Monday, September 05, 2005

This is going to be a mushy post because Syed has recently posted something equally mushy to Hilyah and I have no brain of my own and have decided to copy him because Syed is the epitome of cOOl. That was sarcastic, of course.

[[ Angie Stone - Wish I didn't miss you ]]

This song's on repeat because it reminds me of him.


"I don't understand why you have to work so much. Can you not overwork yourself?"

"You know that I'm doing it for you, baby."

I hate it that he has to work. I miss him terribly and when I finally do have him during the day, he's so exhausted that I can't ask him to do anything without feeling guilty.

When we take the bus together to Tampines, we usually fall silent because he knows I get depressed at the thought of having to say goodbye. Then he plants the most tender of kisses against my forehead as if to say "It's all right, baby, you'll always have me."

And when it is finally time to say goodbye, he holds me tighter because he knows I get sad (and lonely!) at night without him.

This wednesday's our fourth month but we're not celebrating it because he'll be working. Plus, it's not like I'm loaded this month anyway. Where does all my money go? Cab fare? Cigarettes?

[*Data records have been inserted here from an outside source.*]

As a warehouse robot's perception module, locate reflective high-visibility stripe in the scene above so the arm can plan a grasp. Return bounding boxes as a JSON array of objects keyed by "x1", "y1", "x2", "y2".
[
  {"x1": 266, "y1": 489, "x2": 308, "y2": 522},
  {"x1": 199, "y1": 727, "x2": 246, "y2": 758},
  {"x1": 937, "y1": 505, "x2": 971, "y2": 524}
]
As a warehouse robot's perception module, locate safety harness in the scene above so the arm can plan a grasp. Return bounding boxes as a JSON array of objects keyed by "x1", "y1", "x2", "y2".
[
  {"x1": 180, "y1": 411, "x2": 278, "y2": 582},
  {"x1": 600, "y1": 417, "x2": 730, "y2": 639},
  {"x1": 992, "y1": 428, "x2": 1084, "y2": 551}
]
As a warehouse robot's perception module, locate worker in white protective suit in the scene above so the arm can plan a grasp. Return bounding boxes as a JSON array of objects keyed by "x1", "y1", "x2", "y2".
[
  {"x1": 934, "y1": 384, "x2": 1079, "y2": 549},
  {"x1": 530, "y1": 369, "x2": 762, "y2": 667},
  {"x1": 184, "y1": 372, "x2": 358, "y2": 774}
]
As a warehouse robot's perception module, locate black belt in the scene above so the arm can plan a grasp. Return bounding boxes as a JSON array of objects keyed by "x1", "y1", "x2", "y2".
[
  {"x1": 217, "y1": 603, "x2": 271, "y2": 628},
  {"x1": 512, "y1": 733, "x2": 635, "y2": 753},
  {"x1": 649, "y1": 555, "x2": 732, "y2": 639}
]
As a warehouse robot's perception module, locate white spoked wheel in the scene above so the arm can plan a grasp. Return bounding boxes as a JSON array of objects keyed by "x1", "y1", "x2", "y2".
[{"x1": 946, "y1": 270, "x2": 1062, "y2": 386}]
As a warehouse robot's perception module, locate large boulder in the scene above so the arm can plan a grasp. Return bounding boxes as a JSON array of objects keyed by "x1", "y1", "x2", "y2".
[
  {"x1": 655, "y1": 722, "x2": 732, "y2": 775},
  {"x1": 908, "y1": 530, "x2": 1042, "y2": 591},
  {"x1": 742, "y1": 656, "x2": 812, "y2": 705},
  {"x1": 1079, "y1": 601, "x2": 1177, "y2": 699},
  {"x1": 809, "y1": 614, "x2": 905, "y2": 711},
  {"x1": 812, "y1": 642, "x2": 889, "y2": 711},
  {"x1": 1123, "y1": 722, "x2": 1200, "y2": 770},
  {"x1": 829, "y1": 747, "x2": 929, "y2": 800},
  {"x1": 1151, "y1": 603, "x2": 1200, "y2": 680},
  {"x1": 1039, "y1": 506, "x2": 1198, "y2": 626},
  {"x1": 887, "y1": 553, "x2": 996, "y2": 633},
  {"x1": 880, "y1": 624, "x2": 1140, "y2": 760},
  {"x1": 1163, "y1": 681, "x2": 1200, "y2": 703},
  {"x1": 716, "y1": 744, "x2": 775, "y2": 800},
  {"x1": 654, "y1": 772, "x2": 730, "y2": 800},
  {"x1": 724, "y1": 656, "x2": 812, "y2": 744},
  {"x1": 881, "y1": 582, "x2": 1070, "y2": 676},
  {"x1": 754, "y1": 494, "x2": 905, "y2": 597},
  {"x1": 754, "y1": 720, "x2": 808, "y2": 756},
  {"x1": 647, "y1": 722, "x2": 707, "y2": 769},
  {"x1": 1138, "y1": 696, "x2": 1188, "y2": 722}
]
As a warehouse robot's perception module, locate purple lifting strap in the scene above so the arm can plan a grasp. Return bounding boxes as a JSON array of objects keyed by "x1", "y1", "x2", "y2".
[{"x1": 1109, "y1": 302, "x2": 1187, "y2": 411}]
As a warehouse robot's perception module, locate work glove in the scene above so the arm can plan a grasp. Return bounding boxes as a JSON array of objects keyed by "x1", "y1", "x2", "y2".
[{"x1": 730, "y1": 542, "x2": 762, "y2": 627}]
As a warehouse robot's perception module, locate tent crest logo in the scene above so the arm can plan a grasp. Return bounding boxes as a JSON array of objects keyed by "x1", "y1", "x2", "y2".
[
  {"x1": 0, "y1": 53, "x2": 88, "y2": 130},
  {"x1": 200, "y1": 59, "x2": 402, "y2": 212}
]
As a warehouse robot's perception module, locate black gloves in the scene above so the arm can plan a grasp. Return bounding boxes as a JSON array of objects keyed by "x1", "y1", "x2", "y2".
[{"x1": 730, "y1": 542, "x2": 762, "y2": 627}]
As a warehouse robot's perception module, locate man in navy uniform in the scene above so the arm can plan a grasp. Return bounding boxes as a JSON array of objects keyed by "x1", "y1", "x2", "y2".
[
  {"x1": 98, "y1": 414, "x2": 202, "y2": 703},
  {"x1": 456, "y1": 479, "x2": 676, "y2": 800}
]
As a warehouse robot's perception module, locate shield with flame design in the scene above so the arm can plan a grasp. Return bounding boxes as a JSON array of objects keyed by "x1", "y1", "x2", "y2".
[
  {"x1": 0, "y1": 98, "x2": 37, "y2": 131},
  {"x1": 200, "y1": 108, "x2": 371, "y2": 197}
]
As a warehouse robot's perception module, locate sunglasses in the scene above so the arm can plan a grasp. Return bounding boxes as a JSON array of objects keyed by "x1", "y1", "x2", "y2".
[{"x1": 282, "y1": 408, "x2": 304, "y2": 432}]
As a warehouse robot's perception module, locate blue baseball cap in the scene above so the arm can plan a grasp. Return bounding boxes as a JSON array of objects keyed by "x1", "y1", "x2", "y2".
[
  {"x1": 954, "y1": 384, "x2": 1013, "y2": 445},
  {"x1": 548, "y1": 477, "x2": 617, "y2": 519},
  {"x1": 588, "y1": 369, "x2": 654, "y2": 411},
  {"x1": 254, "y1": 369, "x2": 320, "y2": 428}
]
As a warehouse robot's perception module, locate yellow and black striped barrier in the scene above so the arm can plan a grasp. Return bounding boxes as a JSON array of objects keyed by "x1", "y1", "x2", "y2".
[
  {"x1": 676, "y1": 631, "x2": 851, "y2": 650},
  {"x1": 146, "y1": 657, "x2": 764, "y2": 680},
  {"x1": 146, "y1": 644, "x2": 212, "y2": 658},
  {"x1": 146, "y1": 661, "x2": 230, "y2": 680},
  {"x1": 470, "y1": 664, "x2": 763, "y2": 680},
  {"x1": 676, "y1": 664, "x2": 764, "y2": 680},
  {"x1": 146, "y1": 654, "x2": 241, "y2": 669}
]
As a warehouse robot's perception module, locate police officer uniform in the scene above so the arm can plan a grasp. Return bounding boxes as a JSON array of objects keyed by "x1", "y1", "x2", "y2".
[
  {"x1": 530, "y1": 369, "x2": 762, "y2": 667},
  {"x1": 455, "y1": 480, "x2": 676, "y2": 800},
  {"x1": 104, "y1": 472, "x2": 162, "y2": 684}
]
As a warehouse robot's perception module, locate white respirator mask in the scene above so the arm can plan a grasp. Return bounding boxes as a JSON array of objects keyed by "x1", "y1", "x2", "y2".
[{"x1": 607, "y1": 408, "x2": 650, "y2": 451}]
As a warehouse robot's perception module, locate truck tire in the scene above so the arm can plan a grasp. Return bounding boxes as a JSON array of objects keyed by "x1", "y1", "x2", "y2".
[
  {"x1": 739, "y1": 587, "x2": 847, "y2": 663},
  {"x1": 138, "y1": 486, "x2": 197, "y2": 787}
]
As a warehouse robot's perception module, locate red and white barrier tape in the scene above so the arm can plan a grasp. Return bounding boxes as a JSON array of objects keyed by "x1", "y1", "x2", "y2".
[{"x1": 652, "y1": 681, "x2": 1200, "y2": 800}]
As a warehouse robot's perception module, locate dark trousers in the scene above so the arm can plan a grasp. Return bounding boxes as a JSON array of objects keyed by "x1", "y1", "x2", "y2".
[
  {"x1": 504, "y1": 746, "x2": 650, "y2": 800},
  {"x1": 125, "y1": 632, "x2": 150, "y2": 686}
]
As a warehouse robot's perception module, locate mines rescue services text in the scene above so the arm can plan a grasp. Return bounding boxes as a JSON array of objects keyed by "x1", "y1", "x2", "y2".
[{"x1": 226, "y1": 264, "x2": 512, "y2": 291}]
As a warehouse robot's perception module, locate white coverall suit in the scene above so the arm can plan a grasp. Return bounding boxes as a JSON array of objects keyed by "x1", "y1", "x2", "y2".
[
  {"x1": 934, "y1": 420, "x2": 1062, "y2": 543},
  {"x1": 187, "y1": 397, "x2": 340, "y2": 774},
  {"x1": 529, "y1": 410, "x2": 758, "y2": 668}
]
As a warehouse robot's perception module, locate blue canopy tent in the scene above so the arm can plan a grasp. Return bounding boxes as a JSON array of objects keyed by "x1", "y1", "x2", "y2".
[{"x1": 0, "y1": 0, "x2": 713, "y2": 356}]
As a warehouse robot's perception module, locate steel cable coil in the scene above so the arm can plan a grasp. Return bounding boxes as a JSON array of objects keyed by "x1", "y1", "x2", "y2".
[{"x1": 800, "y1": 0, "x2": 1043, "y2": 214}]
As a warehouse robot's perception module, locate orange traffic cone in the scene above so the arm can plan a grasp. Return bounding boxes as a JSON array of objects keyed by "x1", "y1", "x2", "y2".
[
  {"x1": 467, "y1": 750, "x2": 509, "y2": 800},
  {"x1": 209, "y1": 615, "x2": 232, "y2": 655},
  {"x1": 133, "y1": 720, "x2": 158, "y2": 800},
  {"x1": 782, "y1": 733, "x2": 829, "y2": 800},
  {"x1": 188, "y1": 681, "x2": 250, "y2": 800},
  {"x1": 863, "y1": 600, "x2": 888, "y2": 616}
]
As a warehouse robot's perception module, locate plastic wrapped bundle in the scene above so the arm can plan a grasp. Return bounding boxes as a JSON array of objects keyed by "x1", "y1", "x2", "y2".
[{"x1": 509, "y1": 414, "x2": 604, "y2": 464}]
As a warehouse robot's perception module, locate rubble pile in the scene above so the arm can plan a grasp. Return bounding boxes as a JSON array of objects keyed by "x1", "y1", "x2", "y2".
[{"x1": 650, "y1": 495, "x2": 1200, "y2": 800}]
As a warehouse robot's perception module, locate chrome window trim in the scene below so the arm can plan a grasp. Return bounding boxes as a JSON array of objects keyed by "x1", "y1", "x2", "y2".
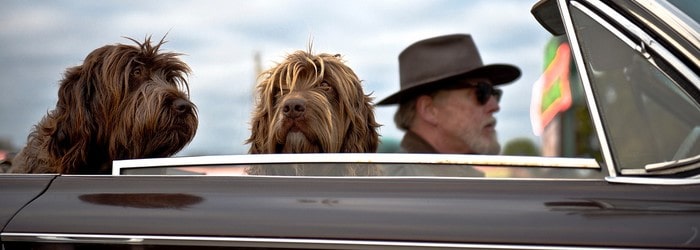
[
  {"x1": 558, "y1": 0, "x2": 700, "y2": 180},
  {"x1": 0, "y1": 233, "x2": 664, "y2": 250},
  {"x1": 557, "y1": 0, "x2": 617, "y2": 177},
  {"x1": 605, "y1": 176, "x2": 700, "y2": 186},
  {"x1": 112, "y1": 153, "x2": 600, "y2": 175}
]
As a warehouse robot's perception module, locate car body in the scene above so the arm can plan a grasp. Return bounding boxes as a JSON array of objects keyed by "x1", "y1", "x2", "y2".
[{"x1": 0, "y1": 0, "x2": 700, "y2": 250}]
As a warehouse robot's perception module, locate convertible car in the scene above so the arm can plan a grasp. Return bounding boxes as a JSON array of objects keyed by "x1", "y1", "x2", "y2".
[{"x1": 0, "y1": 0, "x2": 700, "y2": 250}]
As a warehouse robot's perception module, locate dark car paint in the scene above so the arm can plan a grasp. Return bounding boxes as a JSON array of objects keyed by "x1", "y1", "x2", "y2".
[
  {"x1": 4, "y1": 176, "x2": 700, "y2": 248},
  {"x1": 0, "y1": 175, "x2": 56, "y2": 229}
]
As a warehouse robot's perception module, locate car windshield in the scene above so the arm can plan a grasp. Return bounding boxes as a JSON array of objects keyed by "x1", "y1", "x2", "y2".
[{"x1": 572, "y1": 2, "x2": 700, "y2": 174}]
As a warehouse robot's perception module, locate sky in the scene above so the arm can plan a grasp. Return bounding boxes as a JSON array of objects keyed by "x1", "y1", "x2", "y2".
[{"x1": 0, "y1": 0, "x2": 551, "y2": 156}]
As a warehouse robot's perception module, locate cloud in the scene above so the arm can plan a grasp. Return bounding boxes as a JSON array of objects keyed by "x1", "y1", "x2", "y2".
[{"x1": 0, "y1": 0, "x2": 549, "y2": 155}]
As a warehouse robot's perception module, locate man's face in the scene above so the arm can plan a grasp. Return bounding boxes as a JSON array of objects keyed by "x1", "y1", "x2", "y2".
[{"x1": 433, "y1": 79, "x2": 501, "y2": 154}]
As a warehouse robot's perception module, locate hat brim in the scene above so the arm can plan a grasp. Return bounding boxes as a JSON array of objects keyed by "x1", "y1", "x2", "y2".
[{"x1": 376, "y1": 64, "x2": 520, "y2": 105}]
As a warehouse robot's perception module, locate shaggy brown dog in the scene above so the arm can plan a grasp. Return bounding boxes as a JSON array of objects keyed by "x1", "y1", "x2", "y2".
[
  {"x1": 11, "y1": 37, "x2": 198, "y2": 174},
  {"x1": 246, "y1": 49, "x2": 379, "y2": 175},
  {"x1": 246, "y1": 51, "x2": 379, "y2": 154}
]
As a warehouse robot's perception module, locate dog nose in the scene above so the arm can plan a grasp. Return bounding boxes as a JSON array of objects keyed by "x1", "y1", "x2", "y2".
[
  {"x1": 171, "y1": 98, "x2": 192, "y2": 113},
  {"x1": 282, "y1": 99, "x2": 306, "y2": 119}
]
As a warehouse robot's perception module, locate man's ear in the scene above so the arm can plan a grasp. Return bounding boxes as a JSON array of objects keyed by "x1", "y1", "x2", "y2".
[{"x1": 416, "y1": 95, "x2": 438, "y2": 125}]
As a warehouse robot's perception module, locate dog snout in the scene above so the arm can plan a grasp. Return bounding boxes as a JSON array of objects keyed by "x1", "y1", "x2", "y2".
[
  {"x1": 283, "y1": 98, "x2": 306, "y2": 119},
  {"x1": 171, "y1": 98, "x2": 194, "y2": 114}
]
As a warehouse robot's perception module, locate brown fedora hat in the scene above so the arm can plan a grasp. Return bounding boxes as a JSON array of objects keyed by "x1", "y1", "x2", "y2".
[{"x1": 377, "y1": 34, "x2": 520, "y2": 105}]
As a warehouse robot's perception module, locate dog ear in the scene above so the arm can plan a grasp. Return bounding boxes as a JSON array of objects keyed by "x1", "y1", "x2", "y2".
[
  {"x1": 246, "y1": 77, "x2": 274, "y2": 154},
  {"x1": 43, "y1": 47, "x2": 106, "y2": 173},
  {"x1": 340, "y1": 86, "x2": 380, "y2": 153}
]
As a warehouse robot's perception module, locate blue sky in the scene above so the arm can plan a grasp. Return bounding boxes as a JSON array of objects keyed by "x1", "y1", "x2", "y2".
[{"x1": 0, "y1": 0, "x2": 550, "y2": 155}]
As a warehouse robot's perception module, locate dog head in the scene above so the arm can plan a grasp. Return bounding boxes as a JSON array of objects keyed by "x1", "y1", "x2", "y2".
[
  {"x1": 246, "y1": 51, "x2": 379, "y2": 153},
  {"x1": 44, "y1": 37, "x2": 198, "y2": 172}
]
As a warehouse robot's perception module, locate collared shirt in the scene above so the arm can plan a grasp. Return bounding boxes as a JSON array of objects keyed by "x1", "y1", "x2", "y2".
[{"x1": 382, "y1": 130, "x2": 484, "y2": 177}]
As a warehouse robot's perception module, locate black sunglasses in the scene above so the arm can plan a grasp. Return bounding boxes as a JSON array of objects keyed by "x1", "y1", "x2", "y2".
[{"x1": 469, "y1": 82, "x2": 503, "y2": 105}]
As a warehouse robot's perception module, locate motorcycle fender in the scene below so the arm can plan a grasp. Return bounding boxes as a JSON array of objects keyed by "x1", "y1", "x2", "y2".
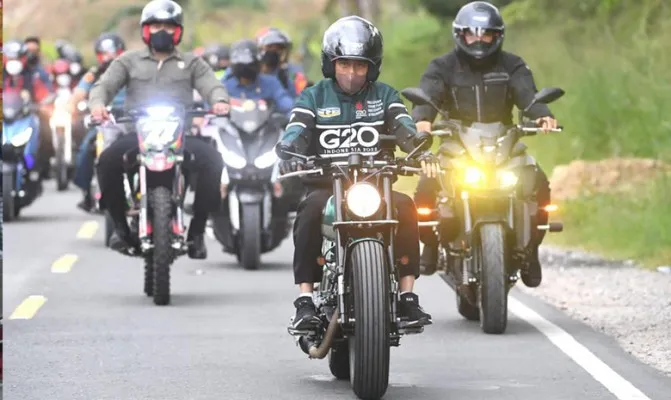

He wants us to go shopping for couple rings next month and we're probably going to get it engraved. He's got a makeshift ring from me but it's much too loose for his little finger and too tight for the rest of his fingers. He wanted to get me a diamond ring but I told him it wasn't practical.

Plus, I'd rather he spend the money when we go to KL. I think it's going to be fun. Unless we fight. Which is quite often but the making out up makes it fun anyway.

Priya (whom I went to for a tarot card reading) was right. I should appreciate the way he makes me happy instead of always comparing him to other guys and mulling over his faults.

Of course, Priya also said our relationship will still have a lot of ups and downs before it's smooth sailing but I think we're strong enough to handle any shit that comes our way now.


I can't eat, I can't sleep anymore,
Waiting for love to walk through the door,

I wish I didn't miss you anymore.
-Angie Stone "Wish I didn't miss you"


I love him and I'm going to stick it out. Because I know a love like this doesn't come by everyday and for once in my life, I'm going to do something right, damnit.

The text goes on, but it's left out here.